Boeing made the statement a day after the media reports which revealed the manufacturer didn't tell 737 MAX operators that certain safety alerts were not functioning as expected.
Boeing's statement on April 29 revealed that the manufacturer and the U.S. Federal Aviation Agency either missed or ignored another software design problem while certifying the aircraft.
Before the Wall Street Journal's report about the issue, neither Boeing nor the FAA informed the public and the airline operators about it.
Following the Lion Air crash, the FAA inspectors observing Southwest's 737 MAXs realized certain safety alerts hadn’t operated as expected. According to media reports, the Agency thought to ground the 737 MAXs at first but gave up later.
The safety feature which is known as the "angle-of-attack disagree light" is a warning system that lights up in the cockpit if one of the AOA sensors transmits erroneous angle of attack data.
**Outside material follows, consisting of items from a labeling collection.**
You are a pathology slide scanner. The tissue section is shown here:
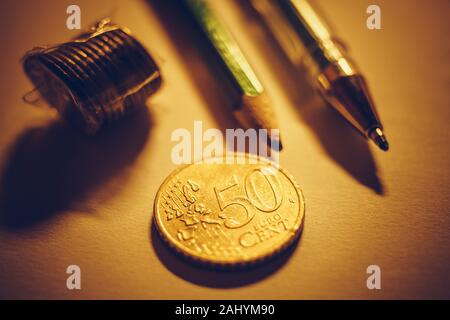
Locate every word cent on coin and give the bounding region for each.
[154,154,305,267]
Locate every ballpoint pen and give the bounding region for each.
[252,0,389,151]
[182,0,282,150]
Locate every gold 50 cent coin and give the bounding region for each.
[154,154,305,267]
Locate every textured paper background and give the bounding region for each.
[0,0,450,299]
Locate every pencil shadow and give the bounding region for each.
[236,1,385,195]
[0,108,151,230]
[147,0,239,132]
[150,221,298,289]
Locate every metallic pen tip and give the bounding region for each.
[369,128,389,151]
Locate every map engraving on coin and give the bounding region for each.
[154,155,305,267]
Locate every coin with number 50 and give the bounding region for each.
[154,154,305,267]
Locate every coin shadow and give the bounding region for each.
[0,108,151,230]
[150,221,300,289]
[146,0,239,133]
[235,1,386,195]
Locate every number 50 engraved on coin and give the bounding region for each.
[154,154,305,267]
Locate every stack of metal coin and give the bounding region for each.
[23,20,161,134]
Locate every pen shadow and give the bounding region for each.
[236,1,385,195]
[0,107,151,231]
[150,221,299,289]
[146,0,239,133]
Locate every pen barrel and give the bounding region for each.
[252,0,382,137]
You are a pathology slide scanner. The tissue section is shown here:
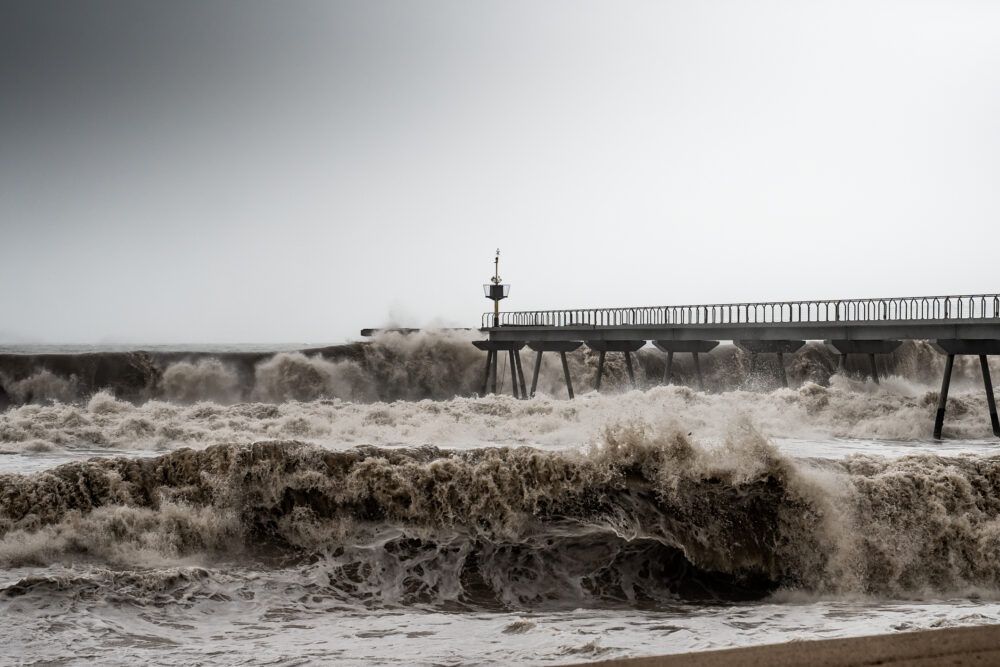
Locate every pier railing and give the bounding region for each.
[482,294,1000,329]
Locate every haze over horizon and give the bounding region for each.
[0,0,1000,343]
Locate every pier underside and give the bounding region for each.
[475,318,1000,438]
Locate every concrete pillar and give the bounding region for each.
[479,350,494,396]
[979,354,1000,438]
[663,350,674,385]
[514,350,528,398]
[691,352,705,391]
[531,350,542,396]
[559,351,573,398]
[594,350,604,391]
[507,349,521,398]
[625,350,635,389]
[490,350,500,394]
[934,354,955,440]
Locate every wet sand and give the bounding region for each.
[589,625,1000,667]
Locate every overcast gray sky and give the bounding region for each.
[0,0,1000,343]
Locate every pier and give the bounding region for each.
[475,294,1000,438]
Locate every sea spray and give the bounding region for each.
[0,422,1000,607]
[0,331,1000,407]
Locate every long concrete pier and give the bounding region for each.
[475,294,1000,438]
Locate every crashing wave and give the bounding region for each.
[0,423,1000,608]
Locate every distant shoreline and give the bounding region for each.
[581,625,1000,667]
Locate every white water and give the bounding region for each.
[0,348,1000,665]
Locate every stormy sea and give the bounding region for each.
[0,332,1000,665]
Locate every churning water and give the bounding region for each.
[0,334,1000,665]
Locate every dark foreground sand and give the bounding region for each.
[576,625,1000,667]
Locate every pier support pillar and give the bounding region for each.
[528,340,583,398]
[733,340,806,387]
[824,340,902,384]
[934,354,955,440]
[931,339,1000,440]
[653,340,719,391]
[586,340,646,391]
[514,350,528,398]
[979,354,1000,438]
[594,350,604,391]
[479,350,495,396]
[559,352,573,398]
[472,340,528,398]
The system is designed to warn pilots when there is a remarkable difference between the data coming from two AOA sensors measuring the angle of attack of the aircraft.
Boeing’s disclosure comes as the FAA prepares to certify the updated anti-stall software of the 737 MAX jets together with an international technical review committee.
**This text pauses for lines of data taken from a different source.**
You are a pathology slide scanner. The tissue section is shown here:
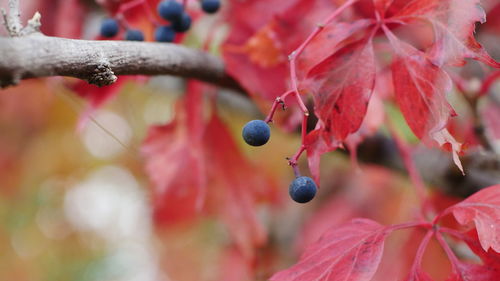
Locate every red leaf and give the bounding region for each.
[407,268,434,281]
[482,99,500,140]
[203,114,273,257]
[305,120,341,185]
[393,0,500,67]
[385,26,455,139]
[271,219,389,281]
[464,230,500,273]
[307,35,375,141]
[449,185,500,253]
[142,82,276,257]
[296,19,372,79]
[222,0,335,100]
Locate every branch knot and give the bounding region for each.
[88,62,118,87]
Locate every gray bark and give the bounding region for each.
[0,32,241,90]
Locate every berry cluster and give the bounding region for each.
[101,0,220,42]
[242,118,317,203]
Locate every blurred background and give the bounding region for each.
[0,0,500,281]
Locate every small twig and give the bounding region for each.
[0,34,244,92]
[2,0,23,37]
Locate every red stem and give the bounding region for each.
[411,229,435,273]
[439,227,467,241]
[479,71,500,96]
[436,232,460,272]
[388,119,432,217]
[387,221,432,231]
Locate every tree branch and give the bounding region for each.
[0,33,242,91]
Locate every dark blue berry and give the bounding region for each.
[157,0,184,21]
[288,177,318,203]
[101,19,120,38]
[201,0,220,14]
[243,120,271,146]
[125,29,144,41]
[155,25,175,42]
[172,13,191,32]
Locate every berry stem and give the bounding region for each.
[436,232,460,273]
[439,227,467,238]
[288,0,358,116]
[288,145,306,167]
[264,97,285,123]
[410,229,435,279]
[292,165,301,178]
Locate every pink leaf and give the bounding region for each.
[384,29,455,140]
[449,185,500,253]
[271,219,389,281]
[394,0,500,67]
[307,38,375,141]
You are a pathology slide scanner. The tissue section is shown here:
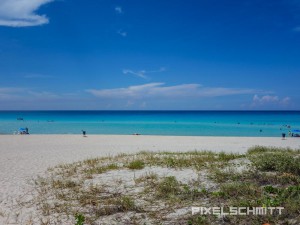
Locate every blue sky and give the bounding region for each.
[0,0,300,110]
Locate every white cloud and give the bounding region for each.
[0,0,54,27]
[123,69,148,79]
[117,30,127,37]
[252,95,291,107]
[24,74,53,79]
[123,67,166,79]
[115,6,123,14]
[86,83,257,98]
[293,26,300,32]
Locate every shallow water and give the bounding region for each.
[0,111,300,137]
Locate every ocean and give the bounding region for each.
[0,111,300,137]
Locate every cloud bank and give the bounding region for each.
[252,95,291,106]
[86,83,257,98]
[0,0,54,27]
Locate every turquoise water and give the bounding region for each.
[0,111,300,137]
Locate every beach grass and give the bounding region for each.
[23,146,300,225]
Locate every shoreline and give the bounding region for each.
[0,134,300,224]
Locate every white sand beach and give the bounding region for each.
[0,135,300,224]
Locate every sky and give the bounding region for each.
[0,0,300,110]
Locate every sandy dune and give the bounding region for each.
[0,135,300,224]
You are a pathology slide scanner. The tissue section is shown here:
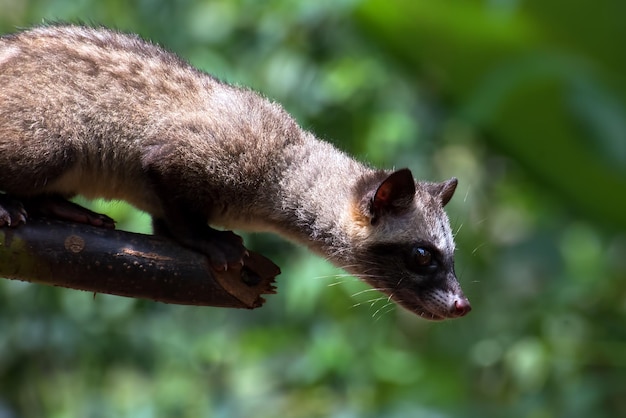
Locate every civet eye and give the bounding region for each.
[413,247,433,267]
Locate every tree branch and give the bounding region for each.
[0,218,280,309]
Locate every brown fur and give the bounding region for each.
[0,26,470,319]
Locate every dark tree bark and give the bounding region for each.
[0,219,280,309]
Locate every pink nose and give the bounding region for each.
[452,298,472,317]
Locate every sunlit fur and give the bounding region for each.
[0,26,469,319]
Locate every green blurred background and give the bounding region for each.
[0,0,626,418]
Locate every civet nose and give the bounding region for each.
[452,298,472,317]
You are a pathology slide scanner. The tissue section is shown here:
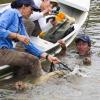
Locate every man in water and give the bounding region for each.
[75,34,91,65]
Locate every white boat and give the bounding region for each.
[0,0,90,77]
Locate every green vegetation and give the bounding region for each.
[0,0,13,4]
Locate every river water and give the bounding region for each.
[0,0,100,100]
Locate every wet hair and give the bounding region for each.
[11,1,30,9]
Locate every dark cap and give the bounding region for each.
[16,0,39,10]
[75,34,91,46]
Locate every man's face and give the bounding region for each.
[40,0,52,11]
[76,40,90,56]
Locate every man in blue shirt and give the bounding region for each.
[0,0,60,77]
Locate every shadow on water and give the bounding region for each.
[0,0,100,100]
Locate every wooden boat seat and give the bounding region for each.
[39,20,74,43]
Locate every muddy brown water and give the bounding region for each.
[0,0,100,100]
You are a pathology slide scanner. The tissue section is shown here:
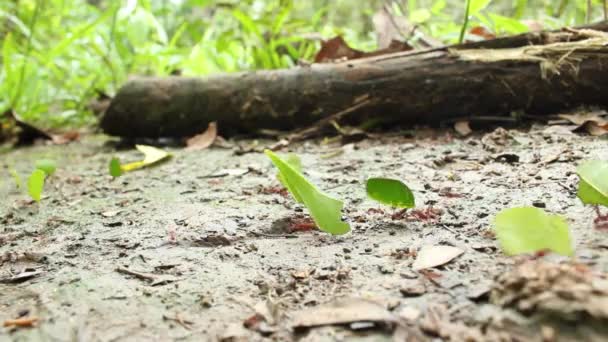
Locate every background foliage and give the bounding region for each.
[0,0,603,126]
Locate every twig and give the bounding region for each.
[163,315,194,330]
[3,317,38,328]
[458,0,471,44]
[116,267,157,282]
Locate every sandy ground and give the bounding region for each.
[0,126,608,341]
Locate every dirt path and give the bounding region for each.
[0,127,608,341]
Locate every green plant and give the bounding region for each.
[35,159,57,177]
[0,0,603,127]
[494,207,574,256]
[108,145,171,177]
[108,157,122,178]
[27,169,46,202]
[264,150,350,235]
[366,178,416,208]
[576,160,608,207]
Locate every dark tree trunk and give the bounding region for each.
[101,23,608,137]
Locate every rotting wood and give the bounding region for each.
[101,22,608,138]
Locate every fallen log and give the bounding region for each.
[100,22,608,137]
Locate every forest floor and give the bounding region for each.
[0,126,608,341]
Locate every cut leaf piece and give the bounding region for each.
[494,207,574,256]
[109,157,122,178]
[412,245,464,271]
[366,178,416,208]
[35,159,57,176]
[576,160,608,207]
[264,150,350,235]
[121,145,171,172]
[27,169,46,202]
[277,153,304,203]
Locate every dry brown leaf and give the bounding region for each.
[469,26,496,40]
[186,122,217,151]
[412,245,464,271]
[291,298,397,329]
[315,36,412,63]
[454,120,473,137]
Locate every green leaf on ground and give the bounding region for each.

In addition to the safety concerns surrounding the MAX jets of the American manufacturer, findings for the additional software problems are likely to be scrutinized by airlines and other civil aviation regulators.
On April 28, another media report revealed that four current and former Boeing employees called the anonymous safety hotline of the U.S. Federal Aviation Agency to report additional safety problems with the Boeing 737 MAX jets, just one day after the preliminary report of the Ethiopian Airlines Flight 302 crash has been made public.
Boeing is working hard to restore public trust and return the grounded MAX jets to service, but obviously, things are not going well for the aircraft manufacturer.